Upon discovery of splenomegaly, questioning (search for fever or recent infection, notion of new fatigue, known liver disease, etc.), clinical examination (in particular palpation of the lymph nodes), prescription of biological tests (CBC, liver test, other tests, etc.) are the first steps that will guide treatment.

Functional or anatomical asplenia

In the event of rupture of the spleen (during trauma, for example) or in certain rare hematological diseases, it happens that a splenectomy, that is to say the removal of the spleen, be considered. This surgical intervention is not without consequences insofar as the spleen plays an important role in the body’s immune defense against infections.

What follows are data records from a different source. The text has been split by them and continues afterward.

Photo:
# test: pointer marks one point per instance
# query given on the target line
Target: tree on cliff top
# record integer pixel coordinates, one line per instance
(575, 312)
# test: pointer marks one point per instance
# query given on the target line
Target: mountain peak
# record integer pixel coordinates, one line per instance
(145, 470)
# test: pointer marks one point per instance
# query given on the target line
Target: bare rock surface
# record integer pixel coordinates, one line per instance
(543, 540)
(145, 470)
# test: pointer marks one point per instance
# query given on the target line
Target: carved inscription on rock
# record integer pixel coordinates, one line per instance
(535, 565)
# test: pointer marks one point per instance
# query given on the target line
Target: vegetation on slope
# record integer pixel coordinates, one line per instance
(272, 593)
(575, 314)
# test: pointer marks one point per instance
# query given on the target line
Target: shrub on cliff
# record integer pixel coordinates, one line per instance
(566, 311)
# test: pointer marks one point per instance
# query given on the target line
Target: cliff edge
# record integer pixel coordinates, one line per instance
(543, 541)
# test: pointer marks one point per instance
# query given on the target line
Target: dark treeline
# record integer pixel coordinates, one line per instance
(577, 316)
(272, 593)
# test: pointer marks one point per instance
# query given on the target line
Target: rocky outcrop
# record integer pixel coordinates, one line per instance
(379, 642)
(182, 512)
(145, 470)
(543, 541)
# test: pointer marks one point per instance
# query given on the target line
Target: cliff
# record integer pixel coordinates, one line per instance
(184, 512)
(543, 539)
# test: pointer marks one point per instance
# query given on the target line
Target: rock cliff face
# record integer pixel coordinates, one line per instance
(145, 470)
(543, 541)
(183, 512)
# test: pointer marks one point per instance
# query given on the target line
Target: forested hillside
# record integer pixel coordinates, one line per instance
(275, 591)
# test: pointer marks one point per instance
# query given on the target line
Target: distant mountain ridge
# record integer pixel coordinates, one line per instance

Likewise, if the doctor observes, through a blood smear, that the spleen is no longer functioning (functional asplenia), special precautions must be taken with these patients regarding their immunity to infections. “These patients must be vaccinated against pneumococcal infections, meningococcal infections, Haemophilus influenzae type b infections as well as influenza. underlines Dr Juliette Soret-Dulphy. Indeed, in the absence of an appropriate immune response, these infections could be lethal within a few hours in these patients who become asplenic.

Furthermore, after a splenectomy, daily antibiotic therapy must be initiated for at least two years (and until adolescence if it is a child).

Finally, in the event of infection, antibiotic therapy must be initiated urgently and continued over the long term.